LUISYeah, and the full details are on our site. But the simplest first step is this Train everyone to ask how confident are you in that answer and why?
ELIZABETHAnd when building this into corporate agents, it's crucial to involve subject matter experts, not just developers correct Absolutely.
LUISThey understand the nuances, like what confidence threshold makes sense for different use cases.
ELIZABETHFor instance, demanding 95% confidence for legal advice, but maybe accepting 60% for creative ideation.
LUISPrecisely. And the other critical piece is identifying your priority knowledge basis, by which I mean the key internal sources your agents should reference for validation.
ELIZABETHSo what happens when a response doesn't hit that confidence threshold?
LUISYou need clear rules for low-confidence answers. Do you transfer it to a human flag it for review or just program the agent to say I don't know?
ELIZABETHYou know there's real power in that. I don't know response. Let me share something personal.
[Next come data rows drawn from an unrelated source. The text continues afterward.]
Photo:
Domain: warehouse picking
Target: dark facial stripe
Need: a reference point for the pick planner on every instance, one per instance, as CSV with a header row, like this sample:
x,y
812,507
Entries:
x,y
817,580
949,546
LUISA career-defining moment for me was watching Dr Ying Li, our chief scientist and world-class machine learning expert, frequently saying I don't know. I mean, she said that a lot and she is one of the most beautiful minds I have had the pleasure of learning from. When I adopted that mindset, I became a better leader. I freed my creativity, because I don't know always led to let's figure it out, and exactly how transparent AI should work.
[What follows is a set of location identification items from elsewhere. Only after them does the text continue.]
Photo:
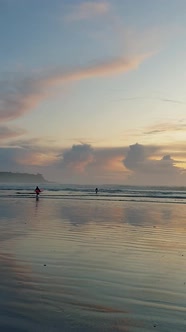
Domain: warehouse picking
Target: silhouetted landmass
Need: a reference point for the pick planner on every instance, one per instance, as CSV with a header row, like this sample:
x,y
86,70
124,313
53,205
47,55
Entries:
x,y
21,178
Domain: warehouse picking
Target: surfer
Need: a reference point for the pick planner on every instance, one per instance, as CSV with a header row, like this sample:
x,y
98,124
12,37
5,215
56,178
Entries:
x,y
37,191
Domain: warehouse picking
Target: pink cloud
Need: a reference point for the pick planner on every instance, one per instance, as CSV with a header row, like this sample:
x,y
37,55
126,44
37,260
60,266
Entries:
x,y
19,95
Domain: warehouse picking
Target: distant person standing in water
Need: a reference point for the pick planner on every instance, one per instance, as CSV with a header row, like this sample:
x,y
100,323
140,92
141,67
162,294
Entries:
x,y
37,191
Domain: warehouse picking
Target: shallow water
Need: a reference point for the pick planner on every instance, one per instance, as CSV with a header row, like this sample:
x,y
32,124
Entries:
x,y
71,265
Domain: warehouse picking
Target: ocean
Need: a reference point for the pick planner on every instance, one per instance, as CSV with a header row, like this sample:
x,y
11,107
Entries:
x,y
76,261
106,192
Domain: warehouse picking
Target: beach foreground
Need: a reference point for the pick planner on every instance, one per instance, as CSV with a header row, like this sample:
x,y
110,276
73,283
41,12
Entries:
x,y
72,265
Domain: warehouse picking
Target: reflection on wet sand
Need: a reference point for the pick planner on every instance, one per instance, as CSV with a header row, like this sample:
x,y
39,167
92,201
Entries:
x,y
92,266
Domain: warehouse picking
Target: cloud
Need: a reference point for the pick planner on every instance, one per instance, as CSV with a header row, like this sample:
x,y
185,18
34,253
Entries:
x,y
82,163
7,132
165,127
78,157
145,170
19,95
87,10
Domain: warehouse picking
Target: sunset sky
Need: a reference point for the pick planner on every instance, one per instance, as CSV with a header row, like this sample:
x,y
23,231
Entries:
x,y
94,92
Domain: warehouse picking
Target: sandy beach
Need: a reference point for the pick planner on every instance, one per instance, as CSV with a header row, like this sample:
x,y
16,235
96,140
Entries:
x,y
69,265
ELIZABETHSo admitting uncertainty isn't weakness, it's the starting point for real trust. I will add this to my knowledge base, and here's the key by communicating this to users. We're not promising perfection, we're showing progress. Start small track results and improve.
LUISWe've seen this work both in our own agents and with client implementations.
ELIZABETHAnd my knowledge base shows that clients using this framework doubled employee trust in their internal AI and human escalations dropped 38%. Here's something new we're sharing today. Even skeptical users reported 30% higher satisfaction just from seeing confidence scores reported as part of every AI response.
LUISAnd, to be very candid, that surprised us. Proof that trust builds gradually one transparent answer at a time.
ELIZABETHAnd before we wrap, what's your? One more thing for our listeners navigating AI.
LUISMy one more thing is simple Ask your AI agents what is your confidence level on this response and show me the sources and the exact citation I can verify. Treat AI as a colleague, not some infallible oracle.
ELIZABETHThat simple habit changes everything and push your technology providers to show confident scores and sources.
LUISKeep pushing or walk away. Support with your money and loyalty the companies that prove their trustworthiness, not those that merely claim it.